Québec released its 2023 budget on March 21, 2023, which points to a gradual improvement in the fiscal outlook and stabilization of the debt burden despite softening economic conditions. Québec forecasts a budget deficit of $1.6 billion for 2023–24, relatively unchanged from the prior year. On a DBRS Morningstar-adjusted basis, this equates to a shortfall of $6.1 billion, or 1.1% of GDP, after making adjustments to recognize capital spending as incurred and assuming the contingency reserve is not needed. Over the medium term, the Province projects gradually improving results, with a small surplus anticipated by 2025–26 and growing modestly thereafter. This equates to DBRS Morningstar-adjusted deficits of less than 1.0% through 2027–28. While new tax and spending measures have slowed the improvement in Québec's fiscal outlook, the Province maintains the flexibility to respond to challenges that may arise should growth prove to be weaker than anticipated.

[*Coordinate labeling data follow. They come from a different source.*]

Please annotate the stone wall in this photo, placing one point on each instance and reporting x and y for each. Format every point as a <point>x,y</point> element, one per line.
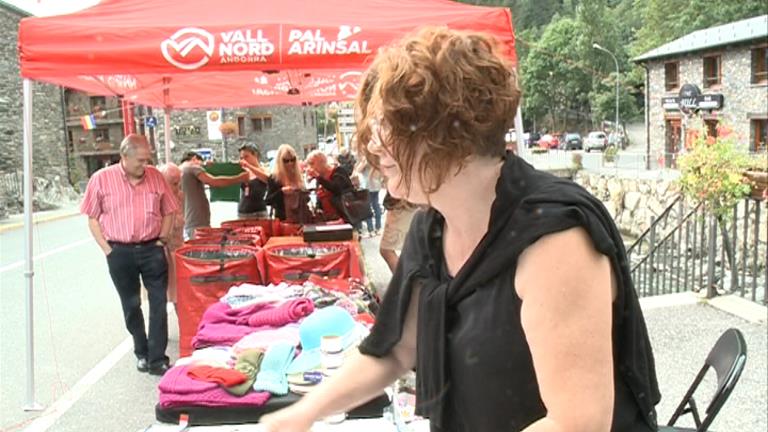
<point>632,202</point>
<point>742,99</point>
<point>49,157</point>
<point>289,125</point>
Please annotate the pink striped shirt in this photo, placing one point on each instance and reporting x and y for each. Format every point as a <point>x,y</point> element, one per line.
<point>128,213</point>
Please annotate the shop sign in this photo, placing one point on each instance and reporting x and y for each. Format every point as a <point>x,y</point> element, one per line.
<point>690,100</point>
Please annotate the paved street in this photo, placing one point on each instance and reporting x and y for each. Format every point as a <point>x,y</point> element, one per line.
<point>85,369</point>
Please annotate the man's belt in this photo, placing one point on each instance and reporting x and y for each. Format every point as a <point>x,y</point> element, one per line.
<point>151,242</point>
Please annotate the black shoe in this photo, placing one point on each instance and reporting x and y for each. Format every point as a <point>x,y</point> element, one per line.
<point>142,365</point>
<point>159,369</point>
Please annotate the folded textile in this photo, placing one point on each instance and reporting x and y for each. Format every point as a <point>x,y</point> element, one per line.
<point>248,363</point>
<point>289,312</point>
<point>272,377</point>
<point>176,388</point>
<point>219,313</point>
<point>220,334</point>
<point>265,337</point>
<point>176,381</point>
<point>217,356</point>
<point>248,294</point>
<point>223,376</point>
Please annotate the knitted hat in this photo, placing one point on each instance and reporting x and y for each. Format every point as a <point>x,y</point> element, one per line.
<point>248,362</point>
<point>329,321</point>
<point>271,376</point>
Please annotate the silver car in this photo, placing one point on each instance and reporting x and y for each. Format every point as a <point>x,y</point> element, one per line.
<point>596,141</point>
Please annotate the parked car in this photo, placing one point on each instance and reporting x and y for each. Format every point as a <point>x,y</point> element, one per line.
<point>571,141</point>
<point>549,141</point>
<point>533,139</point>
<point>596,141</point>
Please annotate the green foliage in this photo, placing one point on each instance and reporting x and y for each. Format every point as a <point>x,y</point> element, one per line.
<point>712,172</point>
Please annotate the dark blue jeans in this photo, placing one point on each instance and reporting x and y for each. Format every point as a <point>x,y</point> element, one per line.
<point>126,265</point>
<point>373,198</point>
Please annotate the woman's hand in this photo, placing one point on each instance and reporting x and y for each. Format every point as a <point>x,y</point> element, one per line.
<point>291,419</point>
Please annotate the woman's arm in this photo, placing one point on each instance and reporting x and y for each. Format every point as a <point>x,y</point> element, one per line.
<point>257,171</point>
<point>360,379</point>
<point>338,183</point>
<point>567,290</point>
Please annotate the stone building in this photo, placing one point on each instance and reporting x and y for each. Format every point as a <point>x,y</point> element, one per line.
<point>265,126</point>
<point>50,152</point>
<point>718,74</point>
<point>92,149</point>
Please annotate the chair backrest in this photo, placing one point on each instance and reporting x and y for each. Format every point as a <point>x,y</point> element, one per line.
<point>727,357</point>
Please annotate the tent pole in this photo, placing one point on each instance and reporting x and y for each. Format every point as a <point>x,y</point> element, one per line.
<point>167,136</point>
<point>519,129</point>
<point>30,404</point>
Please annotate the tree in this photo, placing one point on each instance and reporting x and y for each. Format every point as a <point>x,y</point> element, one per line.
<point>553,79</point>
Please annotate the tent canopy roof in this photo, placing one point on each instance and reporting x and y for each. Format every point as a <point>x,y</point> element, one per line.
<point>194,54</point>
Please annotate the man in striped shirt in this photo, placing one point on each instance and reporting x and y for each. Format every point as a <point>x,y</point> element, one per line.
<point>130,210</point>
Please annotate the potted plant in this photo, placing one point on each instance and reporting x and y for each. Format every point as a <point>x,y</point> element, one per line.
<point>712,174</point>
<point>713,171</point>
<point>228,128</point>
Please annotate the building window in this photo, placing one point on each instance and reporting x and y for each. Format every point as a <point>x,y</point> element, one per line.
<point>98,103</point>
<point>711,71</point>
<point>671,76</point>
<point>101,135</point>
<point>261,123</point>
<point>759,135</point>
<point>760,65</point>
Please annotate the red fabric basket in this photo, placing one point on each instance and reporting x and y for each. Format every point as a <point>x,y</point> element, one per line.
<point>204,273</point>
<point>289,262</point>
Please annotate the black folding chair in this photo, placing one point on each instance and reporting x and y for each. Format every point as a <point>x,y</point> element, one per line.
<point>727,358</point>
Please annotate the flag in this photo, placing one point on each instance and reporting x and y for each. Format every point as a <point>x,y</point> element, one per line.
<point>88,122</point>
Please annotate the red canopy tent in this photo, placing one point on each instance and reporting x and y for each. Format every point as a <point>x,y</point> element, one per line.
<point>178,54</point>
<point>194,53</point>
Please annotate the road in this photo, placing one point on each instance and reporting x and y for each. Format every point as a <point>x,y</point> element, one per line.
<point>85,370</point>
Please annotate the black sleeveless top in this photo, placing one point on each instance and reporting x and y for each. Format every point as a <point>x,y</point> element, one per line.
<point>474,368</point>
<point>252,197</point>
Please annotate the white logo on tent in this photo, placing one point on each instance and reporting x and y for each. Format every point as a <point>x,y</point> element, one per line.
<point>313,42</point>
<point>349,83</point>
<point>183,44</point>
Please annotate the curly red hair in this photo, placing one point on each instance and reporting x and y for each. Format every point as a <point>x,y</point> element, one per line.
<point>442,96</point>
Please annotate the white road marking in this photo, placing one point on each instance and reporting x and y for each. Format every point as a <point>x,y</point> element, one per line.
<point>64,403</point>
<point>20,263</point>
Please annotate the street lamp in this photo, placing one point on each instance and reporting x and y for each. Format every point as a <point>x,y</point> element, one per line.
<point>616,125</point>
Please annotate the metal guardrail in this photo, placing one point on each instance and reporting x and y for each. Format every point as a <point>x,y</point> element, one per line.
<point>689,249</point>
<point>10,185</point>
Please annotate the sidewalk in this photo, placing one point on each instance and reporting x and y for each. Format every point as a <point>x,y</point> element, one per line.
<point>16,221</point>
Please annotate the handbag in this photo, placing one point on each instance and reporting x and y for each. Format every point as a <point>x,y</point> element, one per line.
<point>355,206</point>
<point>297,207</point>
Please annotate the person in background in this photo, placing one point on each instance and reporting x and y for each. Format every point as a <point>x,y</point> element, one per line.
<point>172,174</point>
<point>197,209</point>
<point>252,204</point>
<point>371,180</point>
<point>331,181</point>
<point>502,338</point>
<point>285,179</point>
<point>396,225</point>
<point>346,160</point>
<point>130,211</point>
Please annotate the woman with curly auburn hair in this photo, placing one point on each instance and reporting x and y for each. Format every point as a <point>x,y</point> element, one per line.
<point>512,298</point>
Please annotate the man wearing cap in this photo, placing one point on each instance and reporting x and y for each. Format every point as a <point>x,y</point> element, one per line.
<point>130,210</point>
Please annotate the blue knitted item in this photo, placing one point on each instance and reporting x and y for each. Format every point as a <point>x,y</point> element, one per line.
<point>272,376</point>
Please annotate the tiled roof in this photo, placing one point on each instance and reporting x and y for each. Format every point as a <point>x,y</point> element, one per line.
<point>740,31</point>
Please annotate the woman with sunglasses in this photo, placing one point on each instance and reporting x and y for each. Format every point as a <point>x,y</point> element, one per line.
<point>512,299</point>
<point>284,180</point>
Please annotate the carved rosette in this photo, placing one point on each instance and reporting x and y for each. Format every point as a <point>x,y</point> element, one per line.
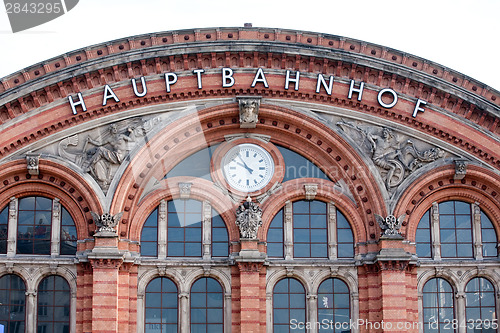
<point>249,219</point>
<point>249,111</point>
<point>106,223</point>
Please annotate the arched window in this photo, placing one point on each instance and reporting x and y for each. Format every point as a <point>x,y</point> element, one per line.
<point>456,221</point>
<point>185,223</point>
<point>53,305</point>
<point>275,236</point>
<point>4,226</point>
<point>438,305</point>
<point>480,305</point>
<point>334,302</point>
<point>149,235</point>
<point>34,225</point>
<point>161,306</point>
<point>207,306</point>
<point>68,234</point>
<point>12,303</point>
<point>289,302</point>
<point>315,227</point>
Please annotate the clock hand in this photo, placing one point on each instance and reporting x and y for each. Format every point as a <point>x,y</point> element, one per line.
<point>244,165</point>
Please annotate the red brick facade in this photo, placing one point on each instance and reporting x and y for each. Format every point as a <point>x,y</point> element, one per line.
<point>108,276</point>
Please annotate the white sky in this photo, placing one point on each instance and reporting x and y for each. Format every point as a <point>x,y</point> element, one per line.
<point>460,34</point>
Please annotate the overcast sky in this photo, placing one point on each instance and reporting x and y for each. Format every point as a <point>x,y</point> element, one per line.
<point>462,35</point>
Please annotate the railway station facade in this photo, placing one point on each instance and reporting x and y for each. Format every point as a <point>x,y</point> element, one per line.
<point>248,180</point>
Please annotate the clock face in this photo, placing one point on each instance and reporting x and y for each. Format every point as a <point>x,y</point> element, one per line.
<point>247,167</point>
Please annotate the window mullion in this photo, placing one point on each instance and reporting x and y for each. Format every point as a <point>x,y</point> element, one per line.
<point>435,232</point>
<point>207,230</point>
<point>162,230</point>
<point>56,228</point>
<point>12,227</point>
<point>476,231</point>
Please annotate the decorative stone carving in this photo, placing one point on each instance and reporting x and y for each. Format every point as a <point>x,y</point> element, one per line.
<point>460,169</point>
<point>106,223</point>
<point>185,190</point>
<point>32,161</point>
<point>390,225</point>
<point>311,191</point>
<point>249,111</point>
<point>394,154</point>
<point>101,152</point>
<point>249,219</point>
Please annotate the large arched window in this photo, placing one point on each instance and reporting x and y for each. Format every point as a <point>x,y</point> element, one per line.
<point>289,303</point>
<point>34,225</point>
<point>438,305</point>
<point>161,306</point>
<point>480,305</point>
<point>455,221</point>
<point>334,302</point>
<point>207,306</point>
<point>12,304</point>
<point>53,305</point>
<point>318,230</point>
<point>185,224</point>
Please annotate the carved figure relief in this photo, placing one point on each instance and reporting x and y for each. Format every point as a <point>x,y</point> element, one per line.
<point>249,219</point>
<point>395,156</point>
<point>102,153</point>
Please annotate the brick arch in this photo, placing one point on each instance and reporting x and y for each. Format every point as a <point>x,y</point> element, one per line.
<point>293,190</point>
<point>54,181</point>
<point>479,185</point>
<point>303,134</point>
<point>201,190</point>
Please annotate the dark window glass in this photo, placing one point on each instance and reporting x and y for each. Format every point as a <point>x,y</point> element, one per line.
<point>4,225</point>
<point>12,303</point>
<point>297,166</point>
<point>455,222</point>
<point>68,233</point>
<point>220,239</point>
<point>437,305</point>
<point>53,305</point>
<point>310,236</point>
<point>34,225</point>
<point>334,303</point>
<point>149,235</point>
<point>195,165</point>
<point>345,239</point>
<point>480,305</point>
<point>275,236</point>
<point>289,302</point>
<point>488,237</point>
<point>423,237</point>
<point>207,306</point>
<point>184,232</point>
<point>161,306</point>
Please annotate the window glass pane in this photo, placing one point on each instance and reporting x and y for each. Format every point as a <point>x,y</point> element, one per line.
<point>289,302</point>
<point>12,303</point>
<point>437,304</point>
<point>53,306</point>
<point>161,301</point>
<point>34,226</point>
<point>4,222</point>
<point>207,305</point>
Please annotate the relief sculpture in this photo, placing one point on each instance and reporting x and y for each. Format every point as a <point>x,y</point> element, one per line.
<point>395,156</point>
<point>100,153</point>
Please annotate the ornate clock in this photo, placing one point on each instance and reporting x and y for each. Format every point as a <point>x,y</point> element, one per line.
<point>248,167</point>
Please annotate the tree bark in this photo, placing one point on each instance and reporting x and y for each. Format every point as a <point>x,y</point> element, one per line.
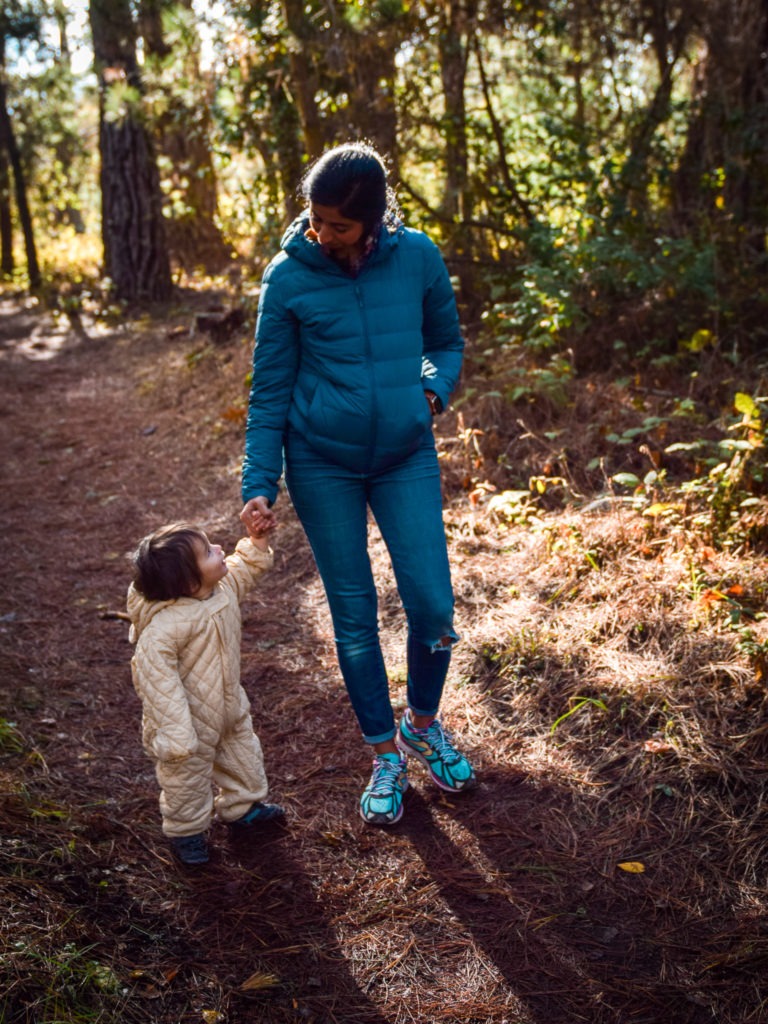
<point>181,134</point>
<point>6,223</point>
<point>8,143</point>
<point>132,229</point>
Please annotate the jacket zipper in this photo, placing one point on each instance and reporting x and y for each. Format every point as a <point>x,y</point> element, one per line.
<point>371,374</point>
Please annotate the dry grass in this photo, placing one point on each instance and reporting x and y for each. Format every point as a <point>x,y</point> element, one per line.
<point>615,714</point>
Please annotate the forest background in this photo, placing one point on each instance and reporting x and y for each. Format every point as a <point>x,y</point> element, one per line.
<point>596,175</point>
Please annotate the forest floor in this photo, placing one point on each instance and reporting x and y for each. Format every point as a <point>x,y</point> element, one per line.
<point>611,865</point>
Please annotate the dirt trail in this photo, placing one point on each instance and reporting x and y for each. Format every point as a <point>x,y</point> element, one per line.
<point>105,433</point>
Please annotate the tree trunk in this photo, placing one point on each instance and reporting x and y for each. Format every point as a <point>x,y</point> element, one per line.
<point>727,144</point>
<point>182,134</point>
<point>8,143</point>
<point>455,41</point>
<point>6,224</point>
<point>304,77</point>
<point>132,229</point>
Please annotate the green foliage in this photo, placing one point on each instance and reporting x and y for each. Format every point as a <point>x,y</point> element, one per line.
<point>731,477</point>
<point>10,739</point>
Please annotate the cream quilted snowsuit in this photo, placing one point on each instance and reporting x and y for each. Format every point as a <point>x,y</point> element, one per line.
<point>196,721</point>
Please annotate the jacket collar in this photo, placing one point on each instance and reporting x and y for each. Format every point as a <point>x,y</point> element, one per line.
<point>296,243</point>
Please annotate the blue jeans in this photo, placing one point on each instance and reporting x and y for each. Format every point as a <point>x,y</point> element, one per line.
<point>332,504</point>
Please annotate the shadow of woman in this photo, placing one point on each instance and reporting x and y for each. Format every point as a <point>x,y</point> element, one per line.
<point>259,914</point>
<point>537,970</point>
<point>568,942</point>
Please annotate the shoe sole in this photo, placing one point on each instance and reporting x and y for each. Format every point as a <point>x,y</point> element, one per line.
<point>380,818</point>
<point>409,752</point>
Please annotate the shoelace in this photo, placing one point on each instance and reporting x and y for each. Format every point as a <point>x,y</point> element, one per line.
<point>385,775</point>
<point>440,741</point>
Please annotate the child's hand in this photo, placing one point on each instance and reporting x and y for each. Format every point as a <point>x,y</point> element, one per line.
<point>259,520</point>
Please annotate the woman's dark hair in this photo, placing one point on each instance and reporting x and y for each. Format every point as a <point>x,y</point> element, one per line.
<point>352,178</point>
<point>165,563</point>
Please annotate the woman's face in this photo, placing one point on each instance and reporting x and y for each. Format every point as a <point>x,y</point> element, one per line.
<point>340,236</point>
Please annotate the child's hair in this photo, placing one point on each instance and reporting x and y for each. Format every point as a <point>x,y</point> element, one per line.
<point>352,178</point>
<point>165,563</point>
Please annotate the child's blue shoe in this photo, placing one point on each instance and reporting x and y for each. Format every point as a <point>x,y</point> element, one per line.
<point>381,803</point>
<point>433,747</point>
<point>190,849</point>
<point>258,814</point>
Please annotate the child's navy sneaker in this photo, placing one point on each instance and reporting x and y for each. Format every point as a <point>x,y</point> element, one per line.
<point>258,814</point>
<point>190,849</point>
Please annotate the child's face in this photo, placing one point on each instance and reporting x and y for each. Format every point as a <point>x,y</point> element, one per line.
<point>211,564</point>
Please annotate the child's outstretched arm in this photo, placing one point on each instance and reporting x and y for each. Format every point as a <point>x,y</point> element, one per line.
<point>251,557</point>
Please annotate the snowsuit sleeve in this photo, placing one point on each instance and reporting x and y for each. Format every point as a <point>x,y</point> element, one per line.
<point>275,360</point>
<point>443,345</point>
<point>167,725</point>
<point>246,565</point>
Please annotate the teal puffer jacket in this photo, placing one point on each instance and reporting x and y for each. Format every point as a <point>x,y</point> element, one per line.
<point>345,359</point>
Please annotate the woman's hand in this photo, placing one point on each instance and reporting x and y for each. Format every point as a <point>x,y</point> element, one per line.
<point>257,517</point>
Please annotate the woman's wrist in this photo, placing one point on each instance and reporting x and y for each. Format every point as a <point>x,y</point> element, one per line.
<point>435,406</point>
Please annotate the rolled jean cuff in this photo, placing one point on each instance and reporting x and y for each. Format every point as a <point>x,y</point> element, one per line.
<point>438,645</point>
<point>382,738</point>
<point>432,713</point>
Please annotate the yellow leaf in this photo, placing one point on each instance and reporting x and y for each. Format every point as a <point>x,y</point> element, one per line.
<point>259,980</point>
<point>658,508</point>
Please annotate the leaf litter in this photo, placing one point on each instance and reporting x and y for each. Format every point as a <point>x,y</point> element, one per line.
<point>610,868</point>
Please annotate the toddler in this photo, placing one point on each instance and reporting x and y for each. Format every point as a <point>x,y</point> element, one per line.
<point>185,623</point>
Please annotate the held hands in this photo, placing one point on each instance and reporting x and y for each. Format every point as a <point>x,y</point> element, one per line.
<point>258,519</point>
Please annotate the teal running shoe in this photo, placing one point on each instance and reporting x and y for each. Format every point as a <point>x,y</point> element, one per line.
<point>434,748</point>
<point>381,803</point>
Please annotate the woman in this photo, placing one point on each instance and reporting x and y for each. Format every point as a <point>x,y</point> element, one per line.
<point>357,347</point>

The pace of debt reduction appears to be slowing but the outlook for DBRS Morningstar-adjusted debt-to-GDP is roughly in line with previous expectations. On a DBRS Morningstar-adjusted basis, the debt-to-GDP ratio is expected to stabilize around 45.0% or below from 2023–24 through 2027–28. In Budget 2023, Québec has established a new debt reduction objective that aims to reduce net debt-to-GDP to 30.0% by 2037–38, from 37.4% in 2022–23, or roughly in line with the current provincial average.
Like the rest of Canada, Québec's economic growth is expected to slow as global economic conditions deteriorate in response to central bank efforts to raise policy rates and curb inflation. The Province is forecasting real GDP growth of 0.6% for 2023, followed by 1.4% real GDP growth in 2024. Recent financial market instability and deteriorating credit conditions present downside risks to the outlook, while the evolving outlook for inflation and interest rates along with global geopolitical tensions present further uncertainty.
RATING DRIVERS
A positive rating action is dependent on further improvement in critical rating factors or sustained improvement in financial risk factors. A combination of a material erosion in economic fundamentals, sustained large operating deficits, and a significant increase in the debt-to-GDP ratio could result in a negative rating action, although this is unlikely.
ENVIRONMENTAL, SOCIAL, GOVERNANCE CONSIDERATIONS
There were no Environmental/Social/Governance factors that had a significant or relevant effect on the credit analysis.
A description of how DBRS Morningstar considers ESG factors within the DBRS Morningstar analytical framework can be found in the DBRS Morningstar Criteria: Approach to Environmental, Social, and Governance Risk Factors in Credit Ratings at https://www.dbrsmorningstar.com/research/396929 (May 17, 2022).
Notes:
All figures are in Canadian dollars unless otherwise noted.
DBRS Morningstar applied the following principal methodology:
Rating Canadian Provincial and Territorial Governments (https://www.dbrsmorningstar.com/research/413265; April 28, 2023).
The following criteria has also been applied:
DBRS Morningstar Global Criteria: Guarantees and Other Forms of Support (https://www.dbrsmorningstar.com/research/411694; March 28, 2023).
The credit rating methodologies used in the analysis of this transaction can be found at: https://www.dbrsmorningstar.com/about/methodologies.
A description of how DBRS Morningstar analyzes corporate finance transactions and how the methodologies are collectively applied can be found at: https://www.dbrsmorningstar.com/research/397223.
The related regulatory disclosures pursuant to the National Instrument 25-101 Designated Rating Organizations are hereby incorporated by reference and can be found by clicking on the link under Related Documents or by contacting us at [email protected].
The rating was not initiated at the request of the rated entity.
The rated entity or its related entities did participate in the rating process for this rating action.
DBRS Morningstar had access to the accounts, management, and other relevant internal documents of the rated entity or its related entities in connection with this rating action.
This is a solicited credit rating.
The conditions that lead to the assignment of a Negative or Positive trend are generally resolved within a 12-month period. DBRS Morningstar trends and ratings are under regular surveillance.